The study, "Assessing the Impact of Macrophage Polarization Upon the Success of Biomaterial Implants," will build on Brown's previous studies demonstrating that macrophage M1 and M2 polarization at early time points after the implantation of a biomedical material can predict long-term reactions by the host's immune system. The information gathered by the study could significantly improve the success of biomaterial implants and minimize the negative response from the patient's immune system, according to Brown.
"Our current tests have shown that the first week of macrophage activity near the host-implant interface can predict the immune system response downstream as far as 90 days," said Brown. "We have developed methods for modulating macrophage activity, which we will use to understand why and how these early events after implantation serve as a precursor to the lifespan of the implant. Our research is suggesting, contrary to conventional understanding of host-biomaterial interactions, macrophages can be used to encourage positive, long-term outcomes for the implant and the patient."
Macrophages are white blood cells charged with protecting the body from health threats, including foreign bodies like biomaterial implants. When an implant is placed inside the body, the macrophages recognize its presence and can exhibit either a pro-inflammatory or anti-inflammatory response. Brown and his team have developed methods for observing, measuring, and controlling these responses. They will attempt to find optimal designs for biomaterials that not only accommodate the involvement of the immune system but promote positive interaction between the body's natural defenses and the implanted material.
A variety of medical fields rely on the use of biomaterial implants to save and improve the quality of life for patients: orthopedics for joint repair, ophthalmology to restore vision, cardiovascular surgery for heart valve and artery replacement and dentistry for tooth and gum tissue support.
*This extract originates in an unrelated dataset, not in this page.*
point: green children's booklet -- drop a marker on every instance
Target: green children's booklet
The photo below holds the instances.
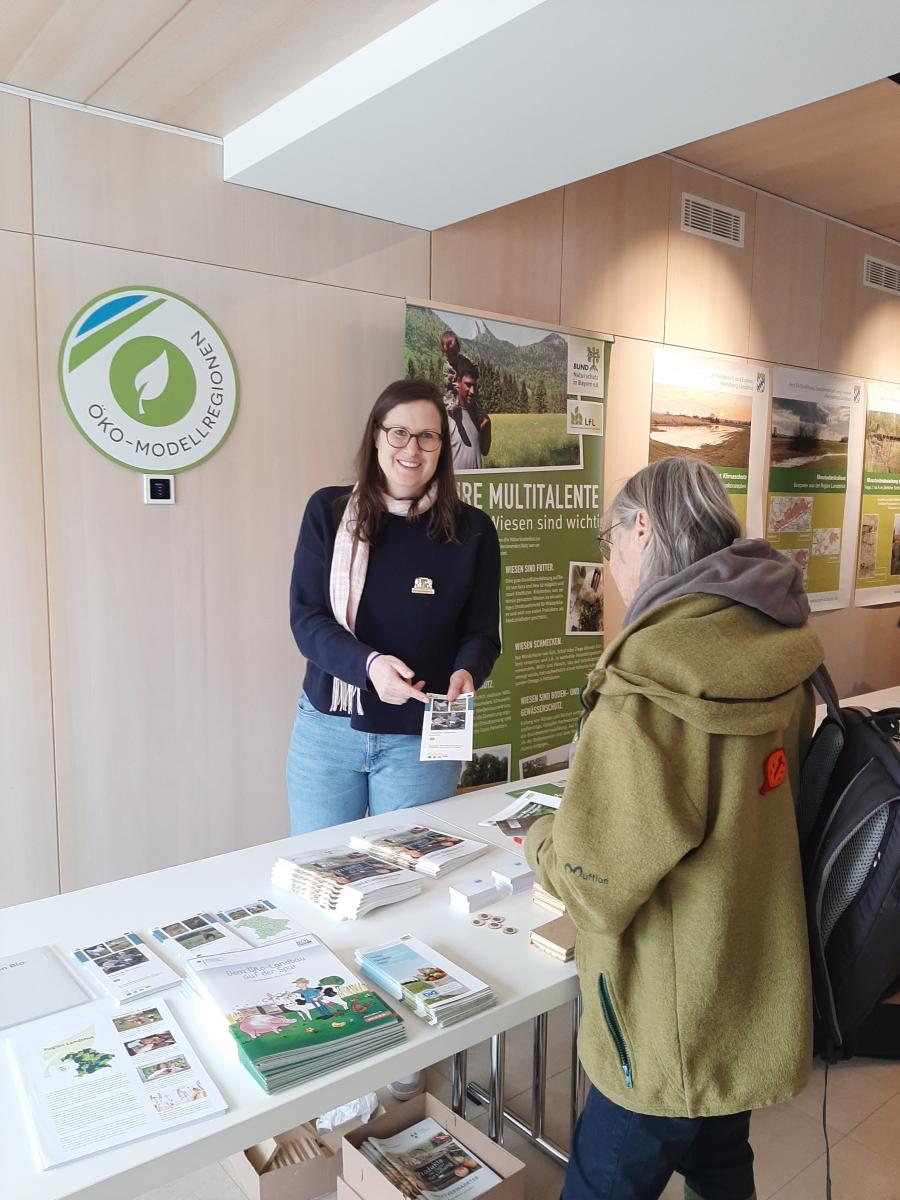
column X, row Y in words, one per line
column 294, row 1009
Biomaterial implants are also common in the healing of wounds and bone fractures. Brown believes his study will provide researchers with a framework for understanding how the host's immune system responds to implanted materials and how to use that response to develop more successful procedures for any treatment involving biomaterial implantation.
Pamela Moalli, associate professor in the Department of Obstetrics, Gynecology and Reproductive Sciences at Pitt and co-director of the Center for Interdisciplinary Research in Female Pelvic Health; and Stephen Badylak, professor in the Department of Surgery and Deputy Director of the McGowan Institute for Regenerative Medicine, will join Brown on the study as co-investigators.